Hailed by its organizers as the “world’s best last chance to get runaway climate change under control,” COP26 is the place where the world’s nations come together to deliver their plans to cut greenhouse gas emissions. It will devote not a single day of its 10-day schedule to food and agriculture, a sector that accounts nearly a quarter of emissions worldwide.

In an important sense, before the conference even started, it had already condemned the world to a highly uncertain food future. Days before the confab’s Oct. 31 start, the UN Environment Programme released its assessment of all the new national climate pledges nations are expected to make at COP26. The result: they “put the world on track for a global temperature rise of 2.7°C by the end of the century,” blowing past the goal of limiting warming to 1.5°C set by the Paris Agreement in 2015. (So far, the mean global temperature has risen about 1.1°C since the Industrial Revolution.) That’s bad news for your kitchen table.

In an authoritative 2017 report published in the Proceedings of the National Academy of Sciences, a global team of researchers crunched data on the effect of rising temperature on yields of wheat, rice, corn, and soybean, which together provide about two-thirds of human caloric intake worldwide.
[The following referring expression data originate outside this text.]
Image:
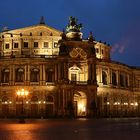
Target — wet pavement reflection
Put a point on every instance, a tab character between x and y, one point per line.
65	129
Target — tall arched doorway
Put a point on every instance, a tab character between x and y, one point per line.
5	107
49	106
34	106
80	104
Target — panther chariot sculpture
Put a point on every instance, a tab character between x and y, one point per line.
73	29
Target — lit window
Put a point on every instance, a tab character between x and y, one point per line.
15	45
7	46
104	78
25	44
114	79
73	77
35	44
102	51
97	50
46	44
55	44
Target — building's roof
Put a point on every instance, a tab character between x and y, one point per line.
35	29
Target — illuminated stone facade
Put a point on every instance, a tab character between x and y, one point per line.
64	75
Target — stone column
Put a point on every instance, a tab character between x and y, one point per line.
11	73
28	74
56	72
13	79
25	74
41	75
44	74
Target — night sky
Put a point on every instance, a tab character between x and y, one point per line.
116	22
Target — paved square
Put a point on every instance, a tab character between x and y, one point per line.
65	129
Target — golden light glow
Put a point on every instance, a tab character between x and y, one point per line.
125	103
27	102
22	92
108	103
81	107
10	102
136	104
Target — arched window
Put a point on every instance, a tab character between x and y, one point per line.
49	99
5	76
104	78
122	80
34	99
49	75
114	80
34	75
19	75
74	73
126	81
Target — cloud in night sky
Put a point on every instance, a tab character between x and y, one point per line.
116	22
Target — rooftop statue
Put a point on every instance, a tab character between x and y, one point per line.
73	26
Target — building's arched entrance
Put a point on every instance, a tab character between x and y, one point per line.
80	104
49	111
34	106
5	107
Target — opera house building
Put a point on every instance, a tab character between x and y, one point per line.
46	73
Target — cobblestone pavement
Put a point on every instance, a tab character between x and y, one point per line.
65	129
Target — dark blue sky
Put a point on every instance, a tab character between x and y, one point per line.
116	22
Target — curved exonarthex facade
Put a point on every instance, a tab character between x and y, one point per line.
64	75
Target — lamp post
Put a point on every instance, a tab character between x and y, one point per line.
22	94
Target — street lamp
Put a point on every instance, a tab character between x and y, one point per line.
22	94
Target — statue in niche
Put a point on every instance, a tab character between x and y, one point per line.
73	26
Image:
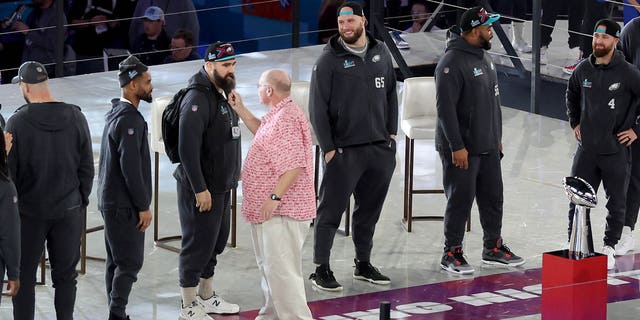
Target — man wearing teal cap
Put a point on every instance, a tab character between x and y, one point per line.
469	141
602	105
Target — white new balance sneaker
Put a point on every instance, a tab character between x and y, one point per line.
216	304
627	242
611	260
193	312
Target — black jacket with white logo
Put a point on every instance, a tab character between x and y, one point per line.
603	100
468	99
353	101
124	173
210	157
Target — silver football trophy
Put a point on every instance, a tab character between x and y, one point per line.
581	194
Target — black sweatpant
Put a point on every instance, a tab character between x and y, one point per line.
364	171
550	10
125	254
614	171
633	194
482	181
63	244
204	235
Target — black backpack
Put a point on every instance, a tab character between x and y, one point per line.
171	122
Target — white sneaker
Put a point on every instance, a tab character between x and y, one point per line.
193	312
611	260
544	58
627	242
574	54
216	304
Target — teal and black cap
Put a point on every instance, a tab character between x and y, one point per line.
356	9
607	26
475	17
219	51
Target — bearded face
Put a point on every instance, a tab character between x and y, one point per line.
226	83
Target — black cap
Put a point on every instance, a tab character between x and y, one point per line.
356	9
611	27
31	72
475	17
130	68
220	51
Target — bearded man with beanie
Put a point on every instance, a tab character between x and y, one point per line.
51	139
469	141
353	108
602	105
124	184
210	155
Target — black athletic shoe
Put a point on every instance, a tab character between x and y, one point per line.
365	271
116	317
323	278
501	255
453	261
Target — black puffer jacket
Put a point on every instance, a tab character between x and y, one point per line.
210	157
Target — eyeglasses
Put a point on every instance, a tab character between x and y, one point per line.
483	15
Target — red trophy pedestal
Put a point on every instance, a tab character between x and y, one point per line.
574	289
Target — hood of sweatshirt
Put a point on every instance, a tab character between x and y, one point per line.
455	41
49	116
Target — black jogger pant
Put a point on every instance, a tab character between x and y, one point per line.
364	171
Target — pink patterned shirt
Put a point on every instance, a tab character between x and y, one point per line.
282	143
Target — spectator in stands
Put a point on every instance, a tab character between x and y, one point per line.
152	46
419	15
594	10
95	30
550	10
327	23
182	48
39	45
631	10
514	28
186	19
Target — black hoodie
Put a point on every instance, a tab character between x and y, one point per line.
124	174
353	101
210	157
51	162
467	99
603	100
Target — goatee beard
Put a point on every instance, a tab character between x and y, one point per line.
227	84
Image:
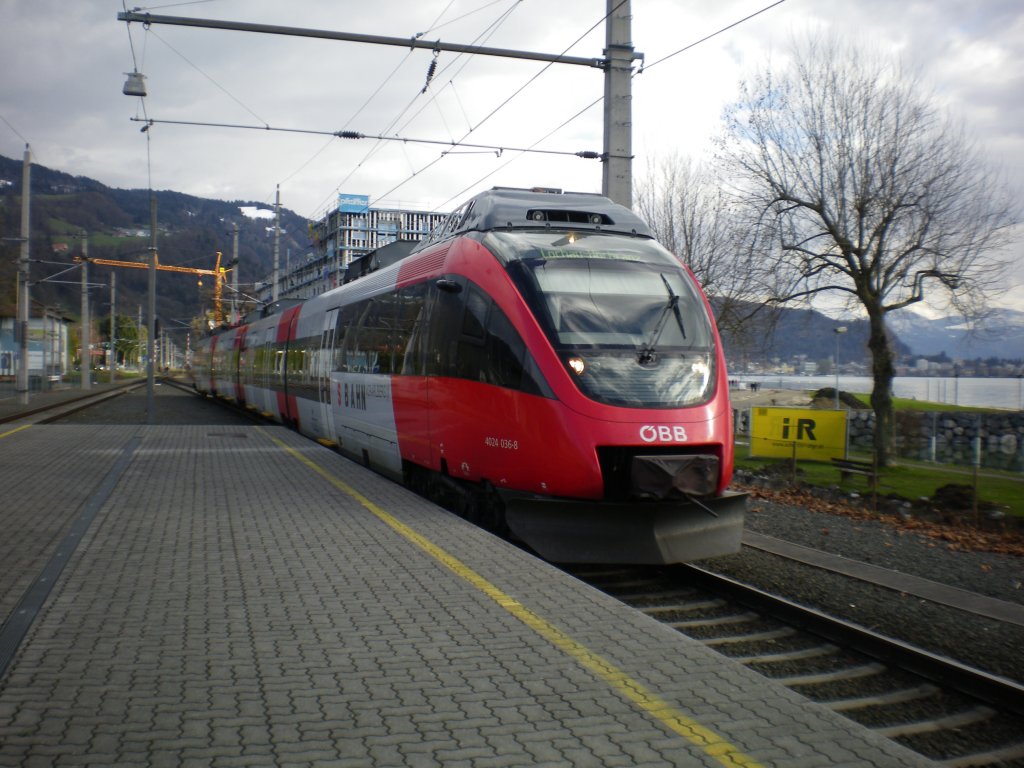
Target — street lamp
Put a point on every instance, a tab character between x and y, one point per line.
838	331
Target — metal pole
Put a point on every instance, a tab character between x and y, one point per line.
151	389
235	272
616	181
22	383
276	247
86	340
114	330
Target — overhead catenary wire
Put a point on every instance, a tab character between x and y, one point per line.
505	103
485	35
500	150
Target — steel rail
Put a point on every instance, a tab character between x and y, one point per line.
1006	693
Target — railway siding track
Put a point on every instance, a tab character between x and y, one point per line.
947	711
55	404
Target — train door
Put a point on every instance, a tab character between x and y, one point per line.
325	361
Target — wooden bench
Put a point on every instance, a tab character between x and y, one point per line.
849	467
They found that “each degree-Celsius increase in global mean temperature would, on average, reduce global yields of wheat by 6.0 percent, rice by 3.2 percent, maize by 7.4 percent, and soybean by 3.1 percent.”

Here in the United States, warmer temperatures are already decimating the snowpacks of Western mountain ranges that irrigate the great bulk of US fruit, vegetable, and nut production—and the additional heat embedded in the COP26 commitments will sap them even further.